Beneficiaries who set up a my Social Security account can view their Social Security Statement, update their address and phone number, start or change direct deposit of their benefit payment, and view benefits online. This secure website sends an email or text message with a secure access code to the contact information on file on the website before login can be completed.
However, there is a separate, unsecure website that is not located within the secure my Social Security account, which was the door the thief used to perpetrate the fraud. This website, the Social Security Retirement/Medicare Benefit application, can be used to apply for benefits online.
On the unsecure website, the thief changed one digit of my phone number, entered a fake email address, set up direct deposit information for the bank prepaid card that had been fraudulently opened, and applied for benefits. Although the personal information entered by the thief did not match the information I had previously entered on the secure website, I received no notification of these changes or the fact that a benefit application had been made.
If there is a silver lining, it is that addresses cannot be changed on the unsecure benefit application website, so I received a letter in the mail congratulating me for initiating my benefits. Unfortunately, six months of back benefits and a current month of benefits, totaling over $19,000, had been dispersed to the fraudulent bank card account prior to when the Social Security Administration (SSA) mailed the letter and 11 days before I received it.
What Next?
Whether or not you are a victim of this crime, taking precautionary security measures to protect yourself from a diversion of benefits is critical. The SSA provides recommendations on how to secure your information online. Unfortunately, because of the notification breakdown and unsecure nature of the benefit application website, taking these steps does not ensure that you will not be victimized. At a minimum, I would recommend that you a create a my Social Security account and log in at least annually (more frequently if over age 62) to verify your personal information and benefit status.
If you discover that you or one of your clients has been the victim of a Social Security breach or theft, make an appointment (if you can) or wait in line at your local SSA office immediately. You will be interviewed and required to provide a written statement certifying the circumstances of the fraud. The agent will freeze further payments on your account.

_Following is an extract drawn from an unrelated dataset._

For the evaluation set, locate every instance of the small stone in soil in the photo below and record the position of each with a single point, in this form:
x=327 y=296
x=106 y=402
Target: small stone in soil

Maintain digital and hard copies of everything that you receive. Furthermore, I was advised to file a police report with a case number, which I have maintained in my files. Finally, I had electronic access to my account blocked.
I just received Form SSA-1099 for the $19,236 that was disbursed out of my account.  I will now have to battle with both the IRS and the Social Security Administration, and eventually Medicare as this additional income would tip me over the threshold for means testing on my Parts B and D premiums.
I urge you to alert your clients of this and other cybersecurity risks. The AICPA Tax Section has a toolkit relating to tax identity theft, including a client identity theft checklist with action steps for recovery that is open to all AICPA members. Consumers can also benefit from materials on the AICPA’s 360 Degrees of Financial Literacy website relating to identity theft. In addition there is a page of SSA recommendations

The author of this release is James A. Shambo, CPA (retired), president of Lifetime Planning Concepts, Inc., which is located in Colorado Springs, CO.

This can be a serious matter and create a real mess in your life. I found this article eye-opening and worth my attentive followup.

Satisfying Retirement provides this post for informational purposes only. No compensation was received nor endorsements implied.